Die Bundesregierung überlegt seit dem Anschlag bei der Deutschen Botschaft in Kabul, ob Afghanistan unter die so genannten "sicheren Herkunftsländer" fällt. Wir wollen, dass sich der Kreistag in einer Resolution kategorisch gegen Abschiebungen nach Afghanistan ausspricht und das Ausländeramt des Kreises alle Mittel ausschöpft, um sie zu verhindern. Hier die Resolution im Wortlaut:

 

Sehr geehrter Herr Landrat,

zur nächsten Sitzung des Kreistags am 12. Juli 2017 stellt die Fraktion DIE LINKE den folgenden Antrag:

1. Der Kreistag appelliert an Bundes- und Landesregierung vor dem Hintergrund der aktuellen Neubewertung der Sicherheitslage in Afghanistan einen dauerhaften und vollständigen Abschiebestopp nach Afghanistan zu verfügen.

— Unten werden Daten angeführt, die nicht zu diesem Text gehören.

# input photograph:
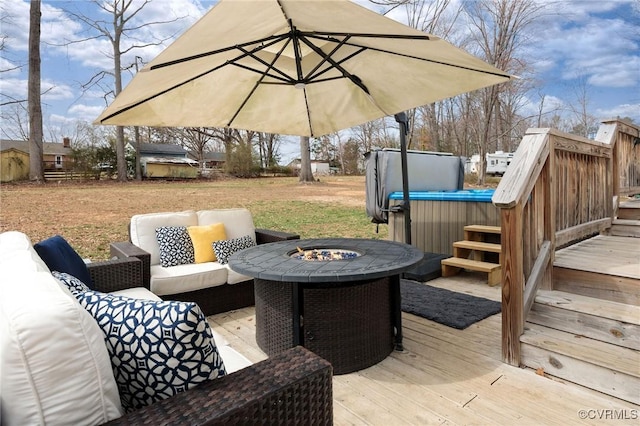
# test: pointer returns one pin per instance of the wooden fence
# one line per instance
(559, 189)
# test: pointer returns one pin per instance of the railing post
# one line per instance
(512, 284)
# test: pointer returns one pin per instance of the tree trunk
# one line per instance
(305, 161)
(36, 155)
(136, 130)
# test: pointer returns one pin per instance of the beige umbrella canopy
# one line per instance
(296, 67)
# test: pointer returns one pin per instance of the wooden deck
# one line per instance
(449, 376)
(603, 254)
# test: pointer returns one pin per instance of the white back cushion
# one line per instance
(16, 248)
(54, 364)
(143, 229)
(237, 222)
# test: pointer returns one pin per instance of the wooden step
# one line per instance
(629, 209)
(606, 368)
(453, 265)
(625, 228)
(478, 245)
(483, 228)
(611, 322)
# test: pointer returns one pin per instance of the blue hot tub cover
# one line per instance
(468, 195)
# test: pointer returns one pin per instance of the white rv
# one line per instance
(496, 163)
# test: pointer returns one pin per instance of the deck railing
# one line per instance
(559, 188)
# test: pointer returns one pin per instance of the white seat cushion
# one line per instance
(16, 247)
(137, 293)
(55, 366)
(183, 278)
(143, 229)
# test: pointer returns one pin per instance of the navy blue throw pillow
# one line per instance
(59, 256)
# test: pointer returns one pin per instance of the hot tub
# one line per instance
(438, 218)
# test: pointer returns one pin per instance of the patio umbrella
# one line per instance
(295, 67)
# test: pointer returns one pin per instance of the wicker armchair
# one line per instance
(213, 300)
(116, 274)
(291, 388)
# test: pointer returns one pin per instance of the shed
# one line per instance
(14, 156)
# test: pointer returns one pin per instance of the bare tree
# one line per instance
(122, 27)
(306, 175)
(584, 124)
(36, 155)
(499, 32)
(268, 148)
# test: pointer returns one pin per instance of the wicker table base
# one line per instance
(346, 310)
(349, 324)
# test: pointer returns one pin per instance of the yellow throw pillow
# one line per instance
(202, 237)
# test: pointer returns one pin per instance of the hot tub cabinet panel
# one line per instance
(438, 218)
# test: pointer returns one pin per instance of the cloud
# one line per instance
(85, 112)
(623, 110)
(593, 41)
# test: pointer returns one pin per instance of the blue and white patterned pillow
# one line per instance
(175, 245)
(225, 248)
(74, 284)
(157, 349)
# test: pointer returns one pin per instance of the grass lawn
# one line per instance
(90, 215)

2. Die Kreisverwaltung und die Ausländerbehörde werden gebeten, alle Möglichkeiten zu nutzen, um Abschiebungen nach Afghanistan zu verhindern. Dazu gehört u.a. eine Prüfung, ob im Einzelfall ein Aufenthalt aus humanitären Gründen gemäß § 25 AufenthG möglich ist.

Begründung:

Nicht erst seit dem Anschlag nahe der deutschen Botschaft in Kabul hätte allen Beteiligten klar sein müssen, dass Afghanistan kein sicheres Land ist. Abschiebungen nach Afghanistan sind Ausdruck einer menschenfeindlichen Asylpolitik. Eine vorübergehende Einschränkung der Abschiebepraxis reicht daher nicht aus. Für viele Abgeschobene kam der vorübergehende Abschiebestopp im Juni ohnehin zu spät, und auch für Gefährder, Straftäter und Personen, die ihre Identität nicht preisgeben wollen und für die der vorübergehende Abschiebestopp daher keine Wirkung hatte, gelten Menschenrechte. Kreistag und Landrat sollen deshalb darauf hinwirken, dass dauerhaft keine Abschiebungen nach Afghanistan mehr vorgenommen werden.